The Government expects to receive this report tomorrow (Thurs).

Its invitation to a briefing on the report was offered in a sincere attempt to keep all interested parties properly and fully informed about this latest significant development in the issue.

It was yet another step in the process — to which the Government is firmly committed — of achieving a fair and durable solution to the issue.

Only conservationists' representatives have refused this invitation.

In other words, unlike their colleagues in Tasmania, some conservationists in New South Wales prefer confrontation to consultation.

The idealism of the conservation movement is not to be doubted but the methods of some of its members are not so desirable.

Instead of taking part in the consultative way to to deal with disagreement for which the Hawke Government is famous, they are opting for a summer of discontent in the forests.

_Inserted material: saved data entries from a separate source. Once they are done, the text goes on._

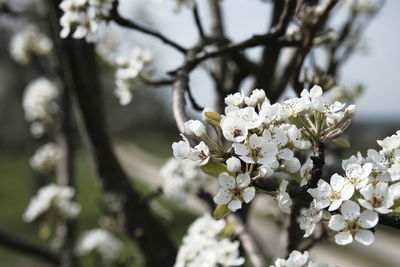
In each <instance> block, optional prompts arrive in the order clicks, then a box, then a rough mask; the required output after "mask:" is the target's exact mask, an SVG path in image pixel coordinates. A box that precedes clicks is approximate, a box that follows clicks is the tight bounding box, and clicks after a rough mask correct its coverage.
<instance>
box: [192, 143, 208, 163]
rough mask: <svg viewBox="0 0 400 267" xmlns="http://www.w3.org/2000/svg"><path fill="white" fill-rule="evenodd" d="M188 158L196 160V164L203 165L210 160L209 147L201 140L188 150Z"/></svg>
mask: <svg viewBox="0 0 400 267" xmlns="http://www.w3.org/2000/svg"><path fill="white" fill-rule="evenodd" d="M189 159H191V160H193V161H194V162H196V163H197V165H198V166H202V165H205V164H207V163H208V161H209V160H210V149H209V148H208V146H207V145H206V144H205V143H204V142H203V141H201V142H200V143H199V144H198V145H197V146H195V147H194V148H193V149H192V150H191V151H190V153H189Z"/></svg>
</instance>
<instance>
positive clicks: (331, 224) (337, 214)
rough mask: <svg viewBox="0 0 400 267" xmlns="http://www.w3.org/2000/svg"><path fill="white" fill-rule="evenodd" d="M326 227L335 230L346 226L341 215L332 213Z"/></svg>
mask: <svg viewBox="0 0 400 267" xmlns="http://www.w3.org/2000/svg"><path fill="white" fill-rule="evenodd" d="M328 227H329V228H331V229H332V230H334V231H337V232H339V231H342V230H343V229H344V228H345V227H346V223H345V221H344V219H343V216H342V215H340V214H335V215H333V216H332V217H331V219H330V220H329V224H328Z"/></svg>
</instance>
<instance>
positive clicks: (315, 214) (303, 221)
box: [298, 200, 322, 238]
mask: <svg viewBox="0 0 400 267" xmlns="http://www.w3.org/2000/svg"><path fill="white" fill-rule="evenodd" d="M321 219H322V210H320V209H317V204H316V201H315V200H313V201H312V202H311V204H310V207H309V208H308V209H306V208H302V209H301V211H300V217H299V218H298V223H299V224H300V229H301V230H304V231H305V233H304V236H303V237H304V238H306V237H309V236H310V235H311V234H312V233H313V232H314V229H315V224H316V223H317V222H319V221H320V220H321Z"/></svg>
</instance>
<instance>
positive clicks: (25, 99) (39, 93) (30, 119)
mask: <svg viewBox="0 0 400 267" xmlns="http://www.w3.org/2000/svg"><path fill="white" fill-rule="evenodd" d="M58 95H59V90H58V87H57V85H56V84H55V83H54V82H52V81H50V80H49V79H47V78H45V77H40V78H37V79H34V80H33V81H31V82H30V83H29V84H28V86H27V87H26V89H25V92H24V95H23V99H22V107H23V109H24V113H25V119H26V120H27V121H28V122H30V123H31V127H30V130H31V133H32V135H33V136H35V137H40V136H42V135H43V134H44V133H45V132H46V131H47V130H48V128H49V127H50V126H51V125H52V124H53V123H54V120H55V114H56V113H57V112H58V110H59V106H58V103H57V98H58Z"/></svg>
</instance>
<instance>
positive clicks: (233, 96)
mask: <svg viewBox="0 0 400 267" xmlns="http://www.w3.org/2000/svg"><path fill="white" fill-rule="evenodd" d="M243 100H244V97H243V95H242V94H241V93H239V92H238V93H235V94H230V95H228V96H227V97H225V104H226V105H227V106H240V105H241V104H243Z"/></svg>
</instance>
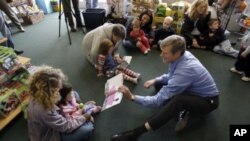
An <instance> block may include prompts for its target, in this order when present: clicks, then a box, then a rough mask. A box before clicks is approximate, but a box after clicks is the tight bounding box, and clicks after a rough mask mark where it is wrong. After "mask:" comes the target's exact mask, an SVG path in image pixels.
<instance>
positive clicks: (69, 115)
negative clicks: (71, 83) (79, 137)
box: [58, 82, 101, 117]
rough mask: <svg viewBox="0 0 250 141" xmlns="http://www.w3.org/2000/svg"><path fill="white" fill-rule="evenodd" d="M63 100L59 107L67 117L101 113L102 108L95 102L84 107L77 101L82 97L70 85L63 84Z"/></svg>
mask: <svg viewBox="0 0 250 141" xmlns="http://www.w3.org/2000/svg"><path fill="white" fill-rule="evenodd" d="M59 92H60V95H61V100H60V101H59V103H58V106H59V107H60V109H61V112H62V114H63V115H64V116H65V117H71V116H72V117H74V116H77V115H79V114H86V115H93V114H97V113H99V112H100V111H101V106H96V105H95V104H96V103H95V102H94V101H89V102H86V103H85V104H84V105H83V104H79V103H78V102H79V101H77V99H78V100H80V97H79V95H78V93H77V92H76V91H73V89H72V86H71V84H70V83H66V82H64V83H63V87H62V88H61V89H60V91H59Z"/></svg>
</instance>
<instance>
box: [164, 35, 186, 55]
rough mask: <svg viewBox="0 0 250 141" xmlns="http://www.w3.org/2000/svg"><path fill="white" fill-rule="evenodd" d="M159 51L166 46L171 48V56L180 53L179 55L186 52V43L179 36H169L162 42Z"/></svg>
mask: <svg viewBox="0 0 250 141" xmlns="http://www.w3.org/2000/svg"><path fill="white" fill-rule="evenodd" d="M160 46H161V49H164V48H166V47H167V46H171V52H172V54H175V53H176V52H178V51H180V52H181V55H183V54H184V52H185V51H186V41H185V39H184V38H183V37H182V36H179V35H171V36H168V37H167V38H165V39H164V40H162V42H161V45H160Z"/></svg>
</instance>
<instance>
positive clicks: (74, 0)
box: [62, 0, 83, 32]
mask: <svg viewBox="0 0 250 141" xmlns="http://www.w3.org/2000/svg"><path fill="white" fill-rule="evenodd" d="M71 2H72V4H73V8H74V11H72V8H71V7H72V5H71ZM62 4H63V10H64V14H65V17H66V18H68V22H69V26H70V30H71V32H76V31H77V30H76V27H75V22H74V19H73V16H75V18H76V26H77V27H79V28H82V27H83V24H82V18H81V12H80V10H79V0H62ZM73 12H74V15H73Z"/></svg>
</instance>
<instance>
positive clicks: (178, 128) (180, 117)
mask: <svg viewBox="0 0 250 141" xmlns="http://www.w3.org/2000/svg"><path fill="white" fill-rule="evenodd" d="M189 118H190V117H189V113H188V112H187V113H185V115H184V116H183V117H180V118H179V120H178V121H177V123H176V125H175V132H177V133H178V132H180V131H182V130H183V129H184V128H185V127H186V126H187V123H188V120H189Z"/></svg>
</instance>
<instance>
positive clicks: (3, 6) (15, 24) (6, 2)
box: [0, 0, 25, 32]
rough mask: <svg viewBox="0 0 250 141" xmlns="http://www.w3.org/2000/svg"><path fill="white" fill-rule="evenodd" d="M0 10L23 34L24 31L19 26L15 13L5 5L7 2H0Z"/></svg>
mask: <svg viewBox="0 0 250 141" xmlns="http://www.w3.org/2000/svg"><path fill="white" fill-rule="evenodd" d="M0 10H2V11H3V12H4V13H5V14H6V15H7V16H8V17H9V18H10V20H11V21H12V22H13V23H14V24H15V25H16V26H17V28H18V29H19V30H20V31H21V32H25V29H24V28H23V26H22V25H21V23H20V21H19V19H18V17H17V15H16V14H15V12H14V11H13V10H12V9H11V7H10V6H9V4H8V3H7V0H0Z"/></svg>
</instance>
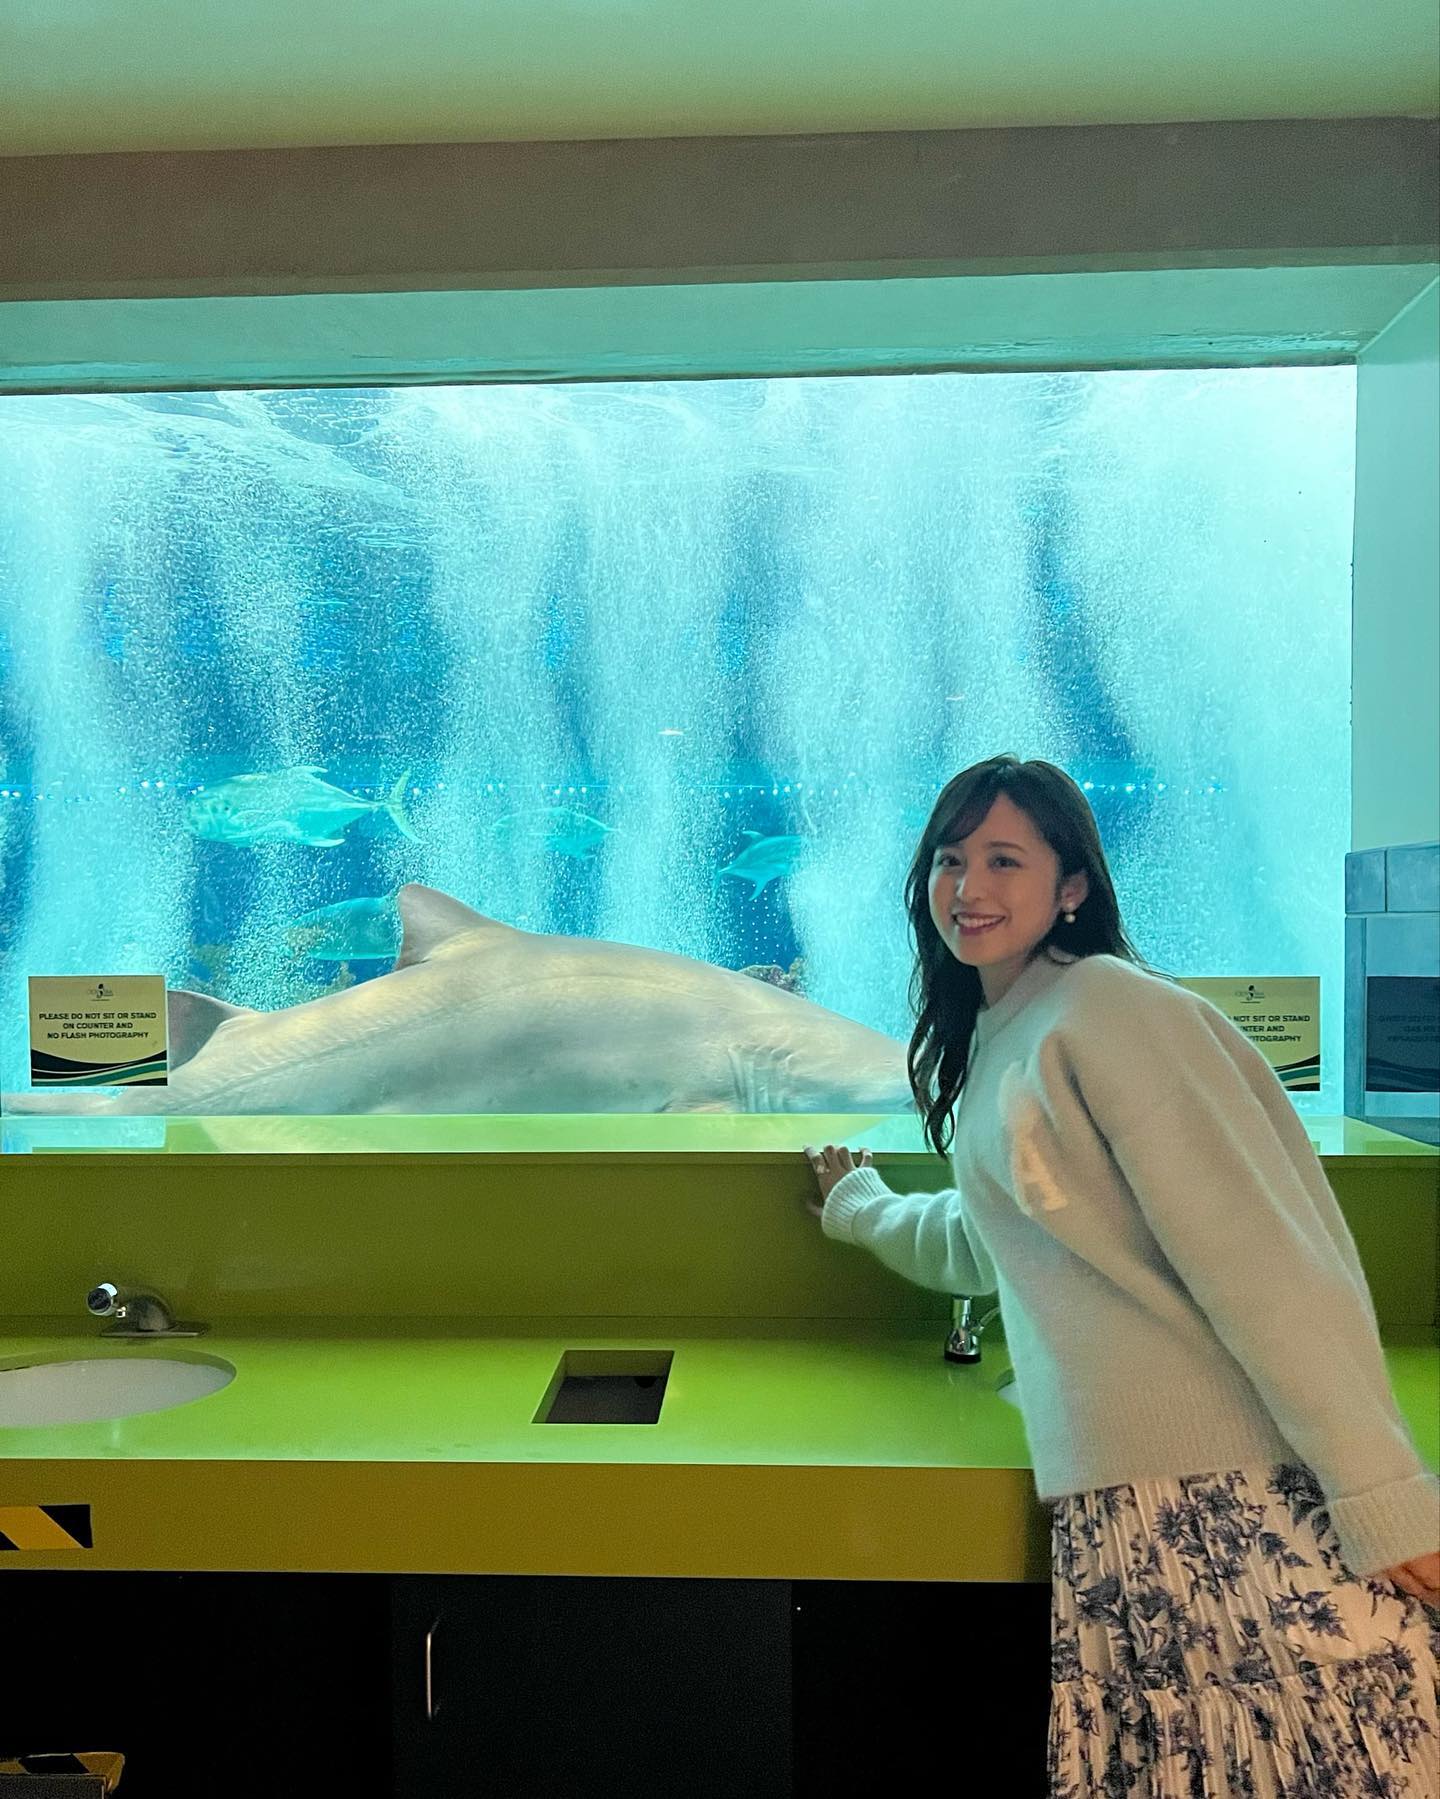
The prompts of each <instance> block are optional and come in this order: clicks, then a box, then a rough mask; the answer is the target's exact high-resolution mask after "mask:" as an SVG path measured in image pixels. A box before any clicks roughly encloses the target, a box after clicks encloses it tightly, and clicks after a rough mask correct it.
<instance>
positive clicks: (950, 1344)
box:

I'm sorry about this but it will not prevent me from carrying out the Government's policy of carefully building up community awareness of and support for a solution which offers the maximum possible protection both for the forest and for the

people who live and work there.

This policy continues to include plans for eucalypt plantations, development of a flitchmill and programs to achieve more efficient utilisation of the timber resource.

It continues to have as a long-term objective development of industry which will add value to the resource, rather than just having it shipped out of Australia in the form of chips.

And it continues to include — as a central component — establishment of a community-based consultative group to oversee the whole process so as to ensure a fair solution to the issue and to bring harmony back to the southeast of NSW.